-1

I have a .txt dataset like this:

user_000044 2009-04-24  13:47:07    Spandau Ballet  Through The Barricades 

I have to read the last two colums, Spandau Ballet as unique and Through the Barricades as unique. How can I do this?

In need to create two array, artists =[] and tracks = [] in which I put data in a loop, but I can't define the portion of text in a line.

Someone can help me?

RobJan
  • 1,351
  • 1
  • 14
  • 18
Jessica Martini
  • 253
  • 2
  • 3
  • 11
  • 1
    Apparently your fields are separated by tabs--you should state that, since those tabs cannot be seen. Are there many rows, with the same format as the one you show? What do you mean by "read... as unique"? You say you "put data in a loop"--please show your code attempt. – Rory Daulton Jul 19 '18 at 20:24
  • 2
    This is a TSV—tab-separated values—file, which is just a CSV (comma-separated values) with tabs instead of commas as the delimiters. You can use the stdlib's `csv` module to read these, or third-party libraries (including NumPy and Pandas), or (if you know there are never any tab characters or quotes or escapes within the fields) just call `line.split('\t')` on each line. – abarnert Jul 19 '18 at 20:26
  • The stackoverflow site is mostly concerned with helping people correct their code. Since there's no code in the question it will likely be closed. To re-open it, have a try at implementing the suggestions in the comment. Alternatively, ask another question with the code in it. Good luck! – holdenweb Jul 20 '18 at 05:37

3 Answers3

1

If the columns in your file are separated by tabulations, you can use np.loadtxt (NumPy function) following

artists, tracks = np.loadtxt("myfile.txt", delimiter = "\t", dtype = str, usecols = [ 3, 4 ], unpack = True)
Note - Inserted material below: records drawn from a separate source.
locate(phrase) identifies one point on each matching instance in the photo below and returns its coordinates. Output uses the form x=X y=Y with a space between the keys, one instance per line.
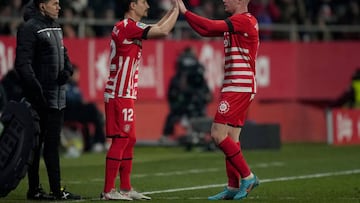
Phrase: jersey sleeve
x=244 y=23
x=206 y=27
x=137 y=30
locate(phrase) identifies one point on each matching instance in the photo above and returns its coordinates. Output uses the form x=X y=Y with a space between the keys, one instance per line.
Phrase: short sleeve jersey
x=241 y=44
x=126 y=46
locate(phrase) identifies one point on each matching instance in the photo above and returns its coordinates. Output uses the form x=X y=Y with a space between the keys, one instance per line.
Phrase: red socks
x=126 y=166
x=232 y=174
x=234 y=155
x=113 y=160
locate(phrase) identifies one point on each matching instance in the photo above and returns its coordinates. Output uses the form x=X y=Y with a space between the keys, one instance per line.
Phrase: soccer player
x=121 y=90
x=241 y=42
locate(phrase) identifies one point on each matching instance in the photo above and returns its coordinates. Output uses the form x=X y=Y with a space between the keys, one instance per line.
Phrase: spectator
x=351 y=97
x=44 y=67
x=85 y=113
x=188 y=93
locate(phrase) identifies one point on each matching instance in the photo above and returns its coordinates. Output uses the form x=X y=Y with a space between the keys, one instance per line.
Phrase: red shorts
x=120 y=117
x=232 y=108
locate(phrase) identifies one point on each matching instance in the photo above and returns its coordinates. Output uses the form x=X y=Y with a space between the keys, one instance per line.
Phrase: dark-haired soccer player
x=121 y=90
x=241 y=42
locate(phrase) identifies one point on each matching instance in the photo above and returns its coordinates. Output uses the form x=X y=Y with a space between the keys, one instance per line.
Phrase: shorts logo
x=224 y=107
x=127 y=128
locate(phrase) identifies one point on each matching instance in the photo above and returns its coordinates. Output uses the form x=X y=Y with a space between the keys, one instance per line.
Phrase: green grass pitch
x=295 y=173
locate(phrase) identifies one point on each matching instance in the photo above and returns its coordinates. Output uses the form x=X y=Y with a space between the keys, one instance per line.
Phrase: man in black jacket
x=44 y=68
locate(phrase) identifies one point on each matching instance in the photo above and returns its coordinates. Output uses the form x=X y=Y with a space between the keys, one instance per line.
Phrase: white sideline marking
x=317 y=175
x=191 y=171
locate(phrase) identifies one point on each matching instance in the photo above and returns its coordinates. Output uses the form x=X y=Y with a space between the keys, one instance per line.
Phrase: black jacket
x=41 y=60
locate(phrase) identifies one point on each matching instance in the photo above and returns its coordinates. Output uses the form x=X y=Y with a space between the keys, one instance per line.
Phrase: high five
x=241 y=42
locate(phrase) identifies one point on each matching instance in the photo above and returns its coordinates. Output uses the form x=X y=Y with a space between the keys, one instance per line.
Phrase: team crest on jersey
x=127 y=128
x=141 y=25
x=227 y=39
x=224 y=107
This will output a NumPy array. Optionally, you can convert these arrays into conventional Python lists of strings following

artists = [ str(s) for s in artists ]
tracks = [ str(s) for s in tracks ]
Kefeng91
  • 802
  • 6
  • 10
0

An option using python and no third-party packages:

data = open('dataset.txt', 'r').readlines()

artists = []
tracks = []

for line in data:
    artist, track = line.split(' '*2)[-2::]
    artists.append(artist.strip())
    tracks.append(track.strip())

print artists
print tracks

output:

['Spandau Ballet']
['Through The Barricades']

[-2::] gets the last 2 columns in each line, adjust to get other columns if needed.

0

You are probably better off with using the pandas-module to load the content of the .txt into a pandas DataFrame and proceed from there. If you're unfamiliar with it...a DataFrame is as close to an Excelsheet as it can get with Python. pandas will handle reading the lines for you so you don't have to write your own loop.
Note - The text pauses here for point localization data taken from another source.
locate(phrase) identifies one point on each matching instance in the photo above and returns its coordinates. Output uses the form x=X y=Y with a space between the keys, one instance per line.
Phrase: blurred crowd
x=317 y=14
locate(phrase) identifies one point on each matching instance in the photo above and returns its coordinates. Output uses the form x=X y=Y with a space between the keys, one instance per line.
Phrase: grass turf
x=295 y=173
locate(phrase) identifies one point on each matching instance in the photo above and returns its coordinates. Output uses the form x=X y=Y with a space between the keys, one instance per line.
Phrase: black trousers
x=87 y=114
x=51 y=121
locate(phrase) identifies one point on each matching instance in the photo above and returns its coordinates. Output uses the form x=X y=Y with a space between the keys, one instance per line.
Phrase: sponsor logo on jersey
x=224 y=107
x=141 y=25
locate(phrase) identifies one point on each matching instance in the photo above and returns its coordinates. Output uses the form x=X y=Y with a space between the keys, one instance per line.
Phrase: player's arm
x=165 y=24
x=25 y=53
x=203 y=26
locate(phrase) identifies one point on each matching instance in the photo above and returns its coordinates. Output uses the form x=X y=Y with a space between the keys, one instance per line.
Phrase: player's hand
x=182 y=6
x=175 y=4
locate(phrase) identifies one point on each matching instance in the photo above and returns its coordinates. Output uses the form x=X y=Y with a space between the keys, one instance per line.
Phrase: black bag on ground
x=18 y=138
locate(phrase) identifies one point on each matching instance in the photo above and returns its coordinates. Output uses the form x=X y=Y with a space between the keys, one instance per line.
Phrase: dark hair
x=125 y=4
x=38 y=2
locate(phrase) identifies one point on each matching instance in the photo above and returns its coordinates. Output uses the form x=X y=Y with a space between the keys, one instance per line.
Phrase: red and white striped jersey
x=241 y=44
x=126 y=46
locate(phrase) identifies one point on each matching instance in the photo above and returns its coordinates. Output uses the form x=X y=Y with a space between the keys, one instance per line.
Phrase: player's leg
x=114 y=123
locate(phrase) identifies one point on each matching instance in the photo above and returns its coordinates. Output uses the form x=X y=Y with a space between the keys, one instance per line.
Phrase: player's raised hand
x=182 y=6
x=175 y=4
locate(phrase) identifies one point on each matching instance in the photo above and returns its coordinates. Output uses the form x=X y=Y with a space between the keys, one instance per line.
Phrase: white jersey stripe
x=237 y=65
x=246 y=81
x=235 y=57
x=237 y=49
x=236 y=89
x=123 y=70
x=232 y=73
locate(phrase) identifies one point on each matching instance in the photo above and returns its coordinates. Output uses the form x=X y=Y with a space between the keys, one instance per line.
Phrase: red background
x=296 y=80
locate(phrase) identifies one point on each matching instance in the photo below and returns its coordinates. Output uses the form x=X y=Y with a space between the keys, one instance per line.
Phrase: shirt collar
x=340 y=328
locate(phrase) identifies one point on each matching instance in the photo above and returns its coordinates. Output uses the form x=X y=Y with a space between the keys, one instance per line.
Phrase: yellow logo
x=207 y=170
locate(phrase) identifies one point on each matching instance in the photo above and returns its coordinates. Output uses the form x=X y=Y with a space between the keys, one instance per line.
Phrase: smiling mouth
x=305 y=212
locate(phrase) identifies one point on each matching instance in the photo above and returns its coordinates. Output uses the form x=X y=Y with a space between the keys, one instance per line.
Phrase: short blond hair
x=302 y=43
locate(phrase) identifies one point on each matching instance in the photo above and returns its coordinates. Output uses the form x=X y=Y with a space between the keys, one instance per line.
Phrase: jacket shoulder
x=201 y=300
Assuming your textfile is four column, tab-separated, this would look like:

# IPython for demo:
import pandas as pd

df = pd.read_csv('ballet.txt', sep='\t', header=None, names=['artists', 'tracks'], usecols=[2, 3])
# usecols here limits the Dataframe to only consist the 3rd and 4th column of your .txt

Your DataFrame then could look like:

df
# Out: 
          artists                  tracks
0  Spandau Ballet  Through The Barricades
1   Berlin Ballet               Swan Lake

Access single columns by column names:

df.artists  # or by their index e.g. df.iloc[:, 0]
# Out: 
0    Spandau Ballet
1     Berlin Ballet
Name: 2, dtype: object

You can still put the data into an array at this point, but I can't think of a reason you really wanna do this if you're aware of the alternatives.

Darkonaut
  • 20,186
  • 7
  • 54
  • 65